柔道マスターズ大会(カタール・ドーハ)最終日(13日)はまさかの結果に終わった。

 東京五輪男子100キロ超級の原沢久喜(28=百五銀行)が初戦の2回戦で一本負け。同90キロ代表の向翔一郎(24=ALSOK)も2回戦で一本負けを喫した。

 原沢はウクライナ選手の小外掛けを食らって倒され、寝技で押さえ込まれた。その際に右肩を強打したようで、全く動けなくなった。激痛に耐えかねたのか、原沢はなんと「参った」の意思表示。衝撃の〝タップアウト〟で、畳の上でうつ伏せになり、試合後の礼もできないままで立ち上がれなかった。

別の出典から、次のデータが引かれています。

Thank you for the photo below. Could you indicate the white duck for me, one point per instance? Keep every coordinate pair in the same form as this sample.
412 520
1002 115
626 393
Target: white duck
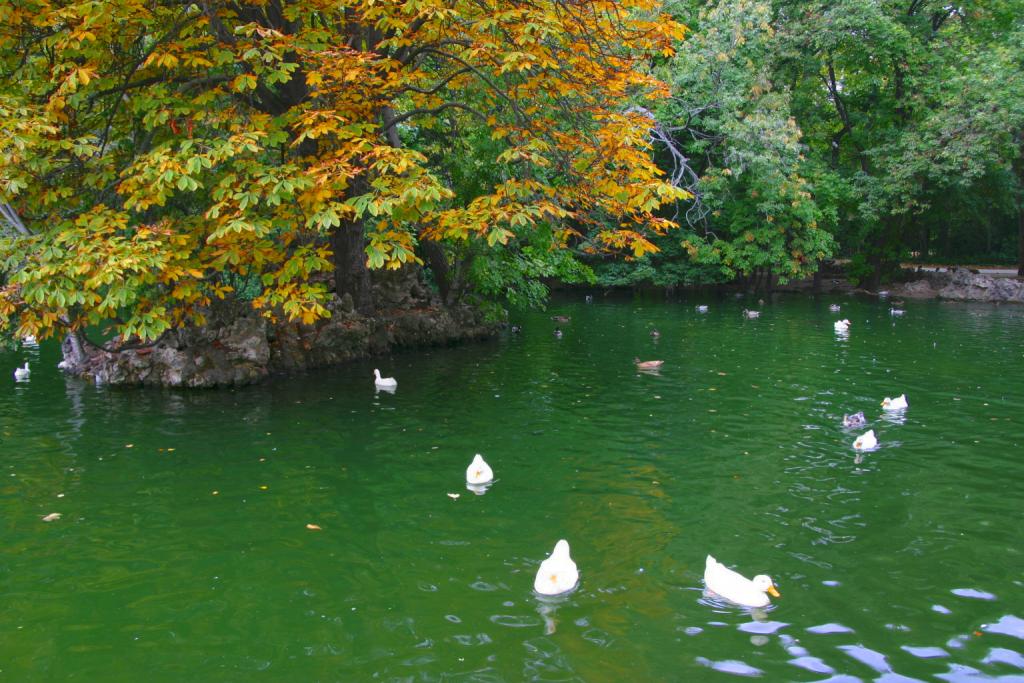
865 441
897 403
478 471
557 573
384 382
737 588
22 374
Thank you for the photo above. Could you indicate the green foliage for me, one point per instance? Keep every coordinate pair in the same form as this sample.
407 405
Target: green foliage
516 276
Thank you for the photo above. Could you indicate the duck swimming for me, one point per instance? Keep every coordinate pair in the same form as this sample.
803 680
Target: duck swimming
478 471
22 374
865 441
855 420
897 403
736 588
558 573
384 382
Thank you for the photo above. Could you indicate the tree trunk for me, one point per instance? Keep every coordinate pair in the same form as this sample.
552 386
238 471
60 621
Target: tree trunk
437 260
1020 238
350 273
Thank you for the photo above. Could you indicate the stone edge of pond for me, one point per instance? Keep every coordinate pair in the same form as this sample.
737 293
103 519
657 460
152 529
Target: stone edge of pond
238 346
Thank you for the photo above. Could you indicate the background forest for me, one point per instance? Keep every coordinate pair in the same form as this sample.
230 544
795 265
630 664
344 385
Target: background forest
156 157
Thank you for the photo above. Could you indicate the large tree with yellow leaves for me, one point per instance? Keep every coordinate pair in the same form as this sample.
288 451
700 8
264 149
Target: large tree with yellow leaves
158 154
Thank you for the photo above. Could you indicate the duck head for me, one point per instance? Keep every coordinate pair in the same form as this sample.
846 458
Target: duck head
765 584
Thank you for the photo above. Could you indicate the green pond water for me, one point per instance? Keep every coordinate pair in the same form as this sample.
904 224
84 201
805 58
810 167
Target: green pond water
182 552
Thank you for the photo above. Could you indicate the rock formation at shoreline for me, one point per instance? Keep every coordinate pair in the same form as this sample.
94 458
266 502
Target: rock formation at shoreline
238 346
962 285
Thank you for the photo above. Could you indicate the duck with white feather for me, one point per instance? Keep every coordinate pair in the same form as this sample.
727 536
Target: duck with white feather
865 441
897 403
734 587
558 573
479 472
384 382
855 420
22 374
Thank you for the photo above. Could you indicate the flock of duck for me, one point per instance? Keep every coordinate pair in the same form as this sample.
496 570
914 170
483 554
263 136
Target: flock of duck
558 572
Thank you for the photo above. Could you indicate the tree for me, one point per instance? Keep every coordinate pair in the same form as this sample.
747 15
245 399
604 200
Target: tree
902 101
160 155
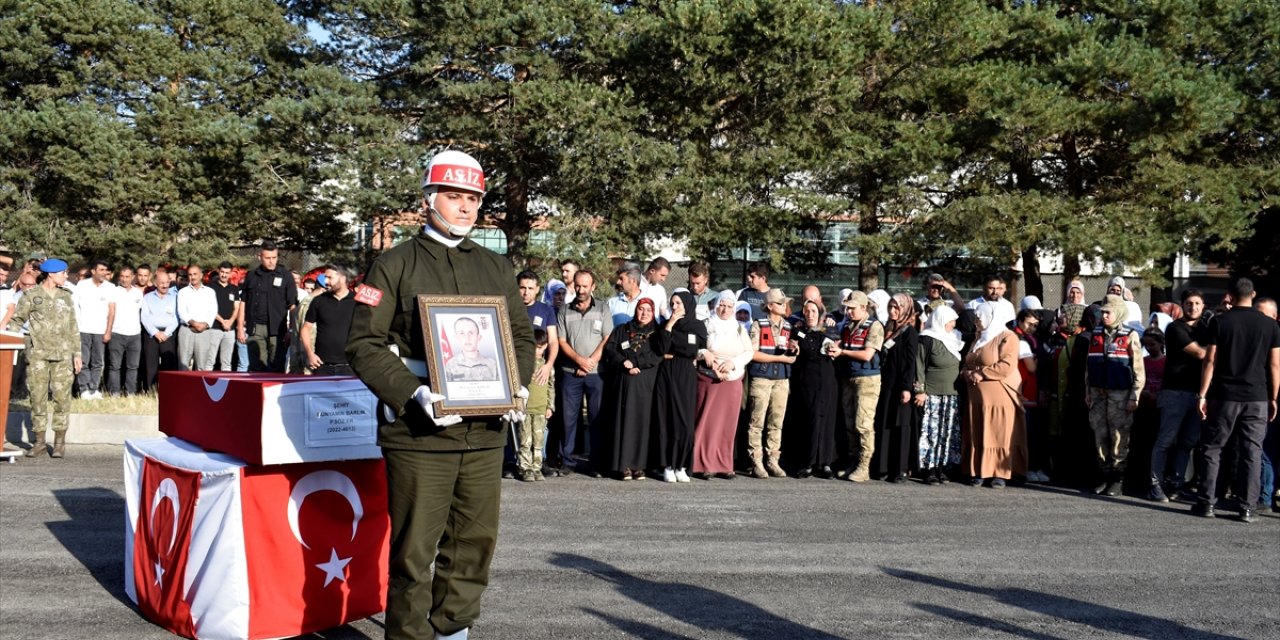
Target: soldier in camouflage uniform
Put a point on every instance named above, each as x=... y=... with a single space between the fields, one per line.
x=1115 y=376
x=51 y=346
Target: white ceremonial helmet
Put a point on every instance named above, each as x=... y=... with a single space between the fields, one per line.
x=452 y=169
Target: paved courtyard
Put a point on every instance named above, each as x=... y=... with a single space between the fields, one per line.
x=755 y=560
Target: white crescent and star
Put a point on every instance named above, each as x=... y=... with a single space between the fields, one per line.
x=168 y=490
x=327 y=480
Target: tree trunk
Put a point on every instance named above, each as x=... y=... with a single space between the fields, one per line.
x=517 y=223
x=1166 y=292
x=1033 y=284
x=1070 y=272
x=868 y=263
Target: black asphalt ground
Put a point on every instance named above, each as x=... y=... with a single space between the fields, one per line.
x=757 y=560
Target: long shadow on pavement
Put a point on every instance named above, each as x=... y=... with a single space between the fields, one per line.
x=95 y=534
x=1168 y=507
x=1097 y=616
x=695 y=606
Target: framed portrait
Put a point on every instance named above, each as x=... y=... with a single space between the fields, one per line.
x=470 y=353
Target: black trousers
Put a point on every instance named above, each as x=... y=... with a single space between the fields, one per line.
x=1224 y=419
x=159 y=356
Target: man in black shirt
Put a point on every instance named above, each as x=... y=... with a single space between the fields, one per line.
x=1179 y=415
x=268 y=295
x=324 y=329
x=1238 y=391
x=228 y=314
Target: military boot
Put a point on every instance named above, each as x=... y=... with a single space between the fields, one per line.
x=37 y=447
x=863 y=472
x=772 y=466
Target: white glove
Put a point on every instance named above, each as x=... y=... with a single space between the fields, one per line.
x=424 y=397
x=517 y=415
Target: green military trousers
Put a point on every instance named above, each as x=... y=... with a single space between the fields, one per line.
x=42 y=378
x=444 y=511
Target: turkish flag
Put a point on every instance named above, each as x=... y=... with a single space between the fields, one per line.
x=316 y=540
x=161 y=543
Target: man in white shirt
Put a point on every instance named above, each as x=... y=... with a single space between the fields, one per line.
x=622 y=306
x=160 y=320
x=197 y=307
x=7 y=301
x=95 y=314
x=126 y=343
x=652 y=286
x=699 y=282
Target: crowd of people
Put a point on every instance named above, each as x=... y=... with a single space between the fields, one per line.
x=890 y=387
x=105 y=329
x=694 y=384
x=713 y=384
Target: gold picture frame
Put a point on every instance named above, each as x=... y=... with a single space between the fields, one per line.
x=470 y=353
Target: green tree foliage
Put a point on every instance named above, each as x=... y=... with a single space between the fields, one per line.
x=946 y=129
x=520 y=86
x=735 y=97
x=137 y=128
x=1096 y=129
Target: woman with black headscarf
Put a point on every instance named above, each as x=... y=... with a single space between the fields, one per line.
x=630 y=373
x=675 y=393
x=813 y=389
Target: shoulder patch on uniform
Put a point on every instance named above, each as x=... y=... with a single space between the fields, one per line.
x=368 y=295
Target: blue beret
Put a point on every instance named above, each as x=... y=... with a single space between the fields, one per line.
x=53 y=265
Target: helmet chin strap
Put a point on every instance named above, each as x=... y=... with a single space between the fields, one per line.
x=457 y=231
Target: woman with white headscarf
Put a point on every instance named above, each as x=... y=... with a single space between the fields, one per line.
x=880 y=305
x=895 y=414
x=938 y=370
x=995 y=435
x=721 y=368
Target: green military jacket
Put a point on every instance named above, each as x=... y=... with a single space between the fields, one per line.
x=423 y=265
x=51 y=314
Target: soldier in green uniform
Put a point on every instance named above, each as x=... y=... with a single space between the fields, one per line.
x=443 y=474
x=53 y=352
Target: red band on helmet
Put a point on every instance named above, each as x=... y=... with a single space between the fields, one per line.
x=457 y=176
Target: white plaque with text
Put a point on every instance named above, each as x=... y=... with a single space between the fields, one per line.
x=339 y=420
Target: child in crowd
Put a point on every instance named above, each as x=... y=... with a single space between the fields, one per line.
x=538 y=410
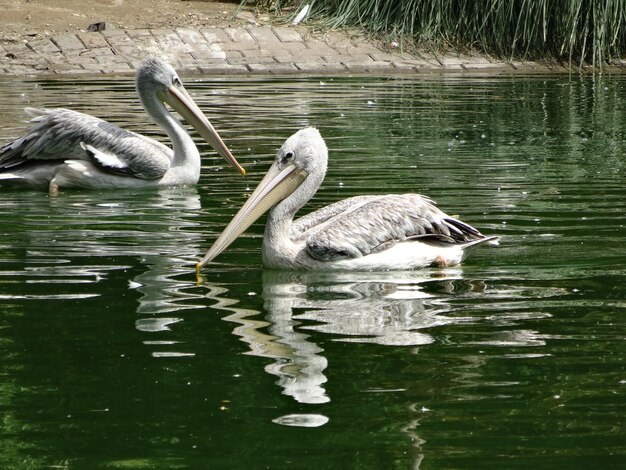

右肩が心配されるところだが、一昨年12月以来の国際大会出場はあまりに代償が大きかった。

 向は強豪ベカ・グニアシビリ(25=ジョージア)を相手に攻め手を見いだせず、苦し紛れに捨て身技の隅返しを仕掛けたところ、上からあっさり潰されて押さえ込まれた。昨年末には体重無差別の全日本選手権に出場し〝ぶっつけ本番〟ではなかっただけに「準備不足」と言われてもおかしくない内容だった。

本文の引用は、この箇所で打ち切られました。